Chickpea-Brown Rice Veggie Burger
Detox Cred: These tasty bean and brown-rice meatless patties deliver a filling protein-fiber combo. Brown rice is a super whole grain to include in any diet: Just one cup delivers nearly one-third of the daily value of selenium, a mineral that helps fight free radicals.
Whole Living, January/February January/February 2012
- 2 cups cooked and drained chickpeas
- 1 cup cooked brown rice
- 1 shallot, minced
- 1 clove garlic, minced
- 2 tablespoons chopped fresh parsley
- Coarse salt and pepper
- 1 large egg, whisked
- 2 tablespoons olive oil
- Whole-grain mustard
- Red onion, sliced, for garnish
- Roasted red pepper, sliced, for garnish
- Green-leaf lettuce, for wrapping
- Mash chickpeas and brown rice until thick paste forms.
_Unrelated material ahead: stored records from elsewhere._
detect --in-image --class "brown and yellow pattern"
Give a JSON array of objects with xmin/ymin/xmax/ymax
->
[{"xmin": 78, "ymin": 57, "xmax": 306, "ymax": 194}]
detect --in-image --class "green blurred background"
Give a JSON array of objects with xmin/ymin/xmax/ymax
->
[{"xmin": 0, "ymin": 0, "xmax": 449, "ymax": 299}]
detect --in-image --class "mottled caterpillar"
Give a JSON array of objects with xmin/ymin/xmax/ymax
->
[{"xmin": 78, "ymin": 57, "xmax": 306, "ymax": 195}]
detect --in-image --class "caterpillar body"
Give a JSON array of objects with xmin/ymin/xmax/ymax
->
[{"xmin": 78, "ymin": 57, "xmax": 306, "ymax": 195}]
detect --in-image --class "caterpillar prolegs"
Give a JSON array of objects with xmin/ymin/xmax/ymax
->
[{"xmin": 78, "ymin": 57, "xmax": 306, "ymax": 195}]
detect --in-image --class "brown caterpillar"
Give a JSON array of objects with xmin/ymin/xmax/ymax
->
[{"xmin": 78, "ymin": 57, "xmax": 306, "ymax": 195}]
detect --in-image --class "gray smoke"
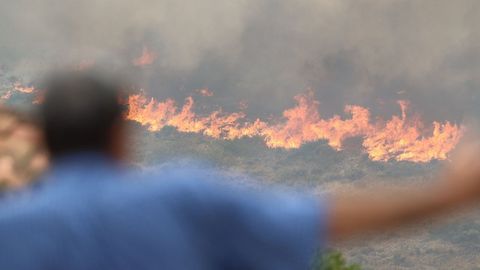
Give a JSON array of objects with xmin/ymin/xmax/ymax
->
[{"xmin": 1, "ymin": 0, "xmax": 479, "ymax": 123}]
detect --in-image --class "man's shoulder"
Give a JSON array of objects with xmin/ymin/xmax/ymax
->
[
  {"xmin": 1, "ymin": 164, "xmax": 257, "ymax": 222},
  {"xmin": 113, "ymin": 166, "xmax": 219, "ymax": 200}
]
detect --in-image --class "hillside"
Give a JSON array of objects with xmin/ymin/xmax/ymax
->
[
  {"xmin": 1, "ymin": 77, "xmax": 479, "ymax": 269},
  {"xmin": 131, "ymin": 125, "xmax": 480, "ymax": 270}
]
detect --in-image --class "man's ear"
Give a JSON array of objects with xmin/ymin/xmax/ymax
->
[{"xmin": 108, "ymin": 118, "xmax": 129, "ymax": 161}]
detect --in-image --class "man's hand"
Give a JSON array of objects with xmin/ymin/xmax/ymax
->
[
  {"xmin": 327, "ymin": 140, "xmax": 480, "ymax": 242},
  {"xmin": 441, "ymin": 141, "xmax": 480, "ymax": 203}
]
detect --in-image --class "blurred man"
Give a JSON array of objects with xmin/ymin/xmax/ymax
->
[{"xmin": 0, "ymin": 71, "xmax": 480, "ymax": 269}]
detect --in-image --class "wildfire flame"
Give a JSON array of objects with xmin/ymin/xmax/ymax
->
[
  {"xmin": 133, "ymin": 46, "xmax": 157, "ymax": 66},
  {"xmin": 1, "ymin": 83, "xmax": 36, "ymax": 100},
  {"xmin": 1, "ymin": 81, "xmax": 464, "ymax": 163},
  {"xmin": 0, "ymin": 91, "xmax": 12, "ymax": 100},
  {"xmin": 195, "ymin": 88, "xmax": 214, "ymax": 97},
  {"xmin": 13, "ymin": 83, "xmax": 35, "ymax": 94},
  {"xmin": 126, "ymin": 91, "xmax": 464, "ymax": 162}
]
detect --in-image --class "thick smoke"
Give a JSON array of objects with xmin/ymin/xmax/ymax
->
[{"xmin": 1, "ymin": 0, "xmax": 479, "ymax": 122}]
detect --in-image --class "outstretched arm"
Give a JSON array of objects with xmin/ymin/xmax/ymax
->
[{"xmin": 327, "ymin": 142, "xmax": 480, "ymax": 241}]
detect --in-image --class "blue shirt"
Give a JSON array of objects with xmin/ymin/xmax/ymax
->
[{"xmin": 0, "ymin": 153, "xmax": 326, "ymax": 269}]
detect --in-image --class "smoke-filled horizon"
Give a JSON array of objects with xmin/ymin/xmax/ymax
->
[{"xmin": 1, "ymin": 0, "xmax": 479, "ymax": 122}]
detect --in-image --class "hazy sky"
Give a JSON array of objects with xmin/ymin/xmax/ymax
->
[{"xmin": 1, "ymin": 0, "xmax": 479, "ymax": 122}]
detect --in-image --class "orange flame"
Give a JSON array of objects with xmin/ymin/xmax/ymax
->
[
  {"xmin": 13, "ymin": 83, "xmax": 35, "ymax": 94},
  {"xmin": 0, "ymin": 91, "xmax": 12, "ymax": 100},
  {"xmin": 1, "ymin": 83, "xmax": 36, "ymax": 101},
  {"xmin": 2, "ymin": 81, "xmax": 464, "ymax": 162},
  {"xmin": 133, "ymin": 46, "xmax": 157, "ymax": 66},
  {"xmin": 126, "ymin": 91, "xmax": 464, "ymax": 162},
  {"xmin": 195, "ymin": 88, "xmax": 214, "ymax": 97}
]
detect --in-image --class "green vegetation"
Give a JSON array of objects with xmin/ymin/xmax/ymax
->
[{"xmin": 312, "ymin": 251, "xmax": 361, "ymax": 270}]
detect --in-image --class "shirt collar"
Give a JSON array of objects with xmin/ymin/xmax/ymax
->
[{"xmin": 45, "ymin": 151, "xmax": 122, "ymax": 181}]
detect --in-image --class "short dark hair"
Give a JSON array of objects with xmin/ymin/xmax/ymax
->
[{"xmin": 39, "ymin": 71, "xmax": 124, "ymax": 158}]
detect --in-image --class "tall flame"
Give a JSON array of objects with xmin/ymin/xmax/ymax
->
[
  {"xmin": 133, "ymin": 46, "xmax": 157, "ymax": 66},
  {"xmin": 1, "ymin": 81, "xmax": 464, "ymax": 162},
  {"xmin": 126, "ymin": 91, "xmax": 464, "ymax": 162}
]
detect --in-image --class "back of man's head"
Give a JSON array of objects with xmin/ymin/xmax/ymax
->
[{"xmin": 39, "ymin": 71, "xmax": 124, "ymax": 159}]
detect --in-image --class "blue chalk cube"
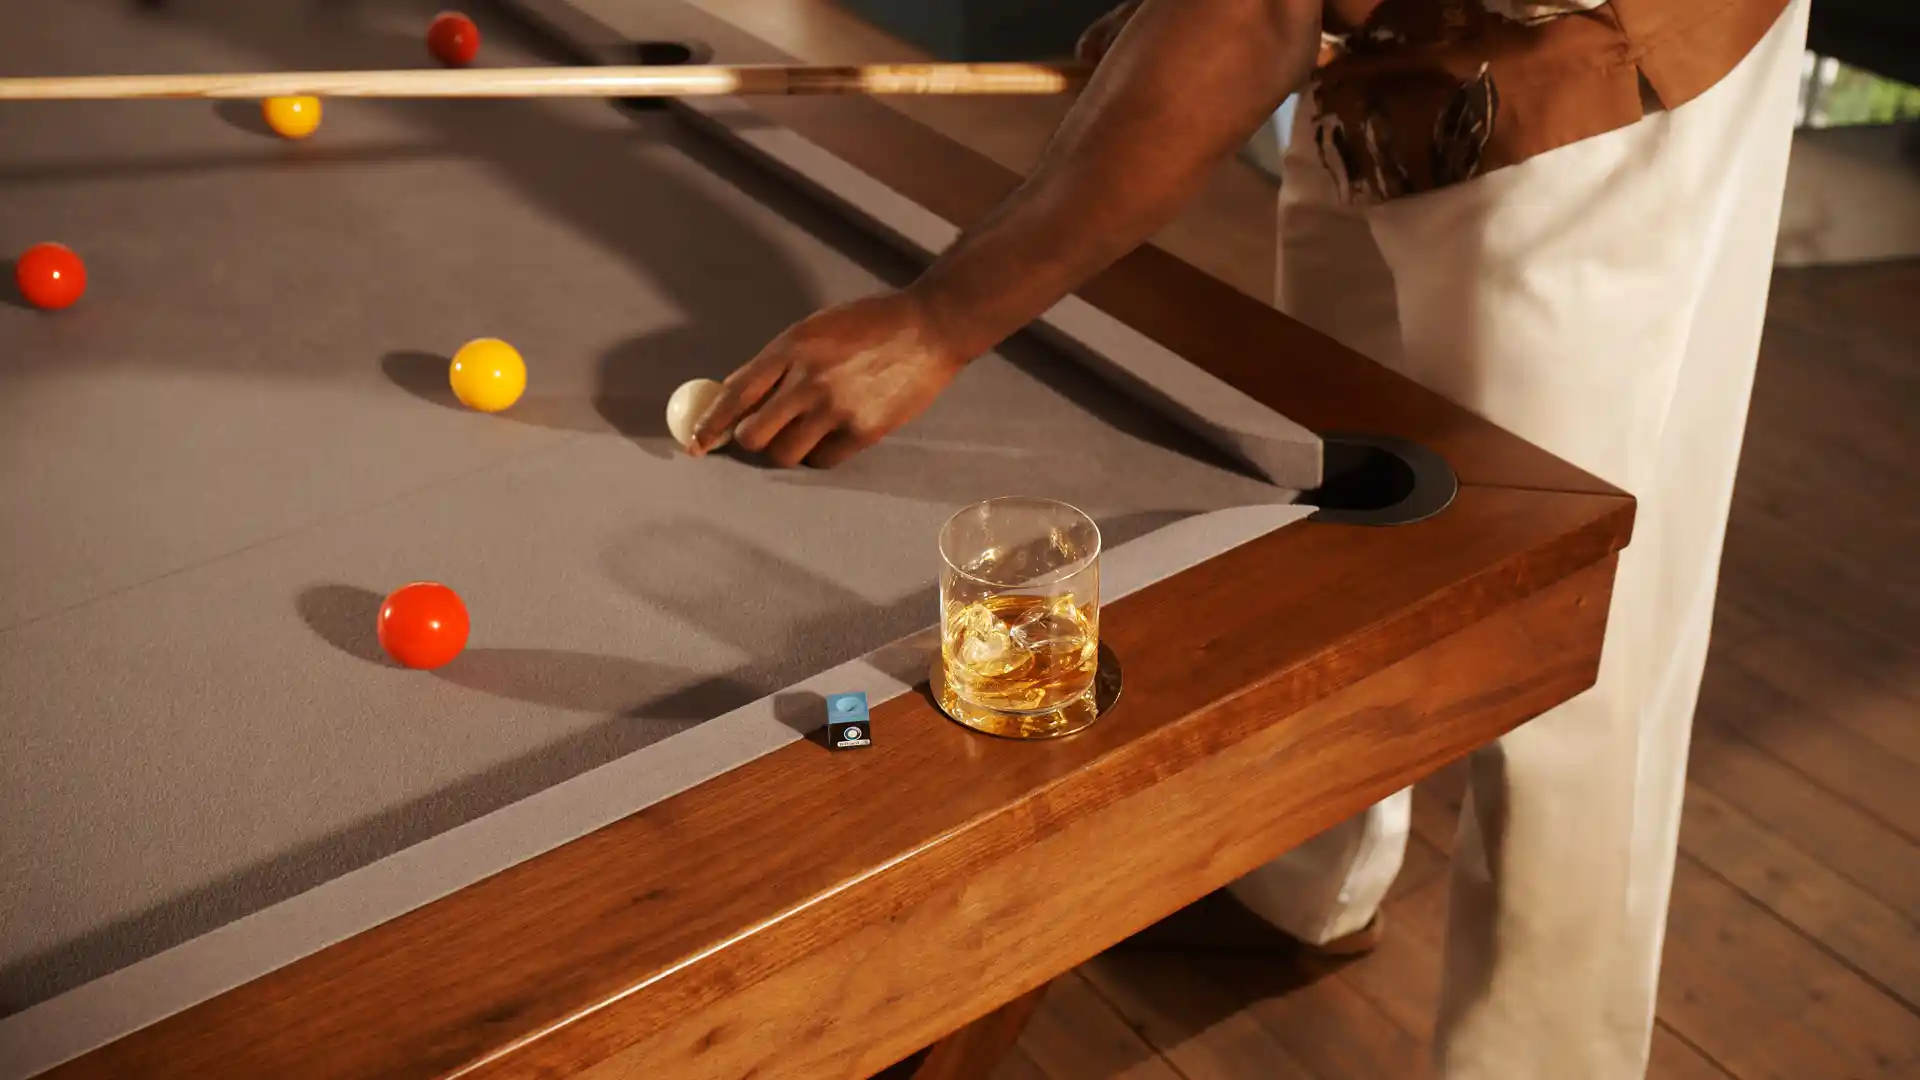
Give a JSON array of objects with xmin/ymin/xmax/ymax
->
[{"xmin": 825, "ymin": 692, "xmax": 872, "ymax": 751}]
Stir in shallot, garlic, and parsley. Season with salt and pepper. Stir in egg. Form into four 1/2-inch-thick patties.
- Heat olive oil in a large skillet over medium-high heat. Add patties and cook until golden brown, about 4 minutes per side. Spread with mustard, top with red onion and roasted red pepper, and wrap in lettuce.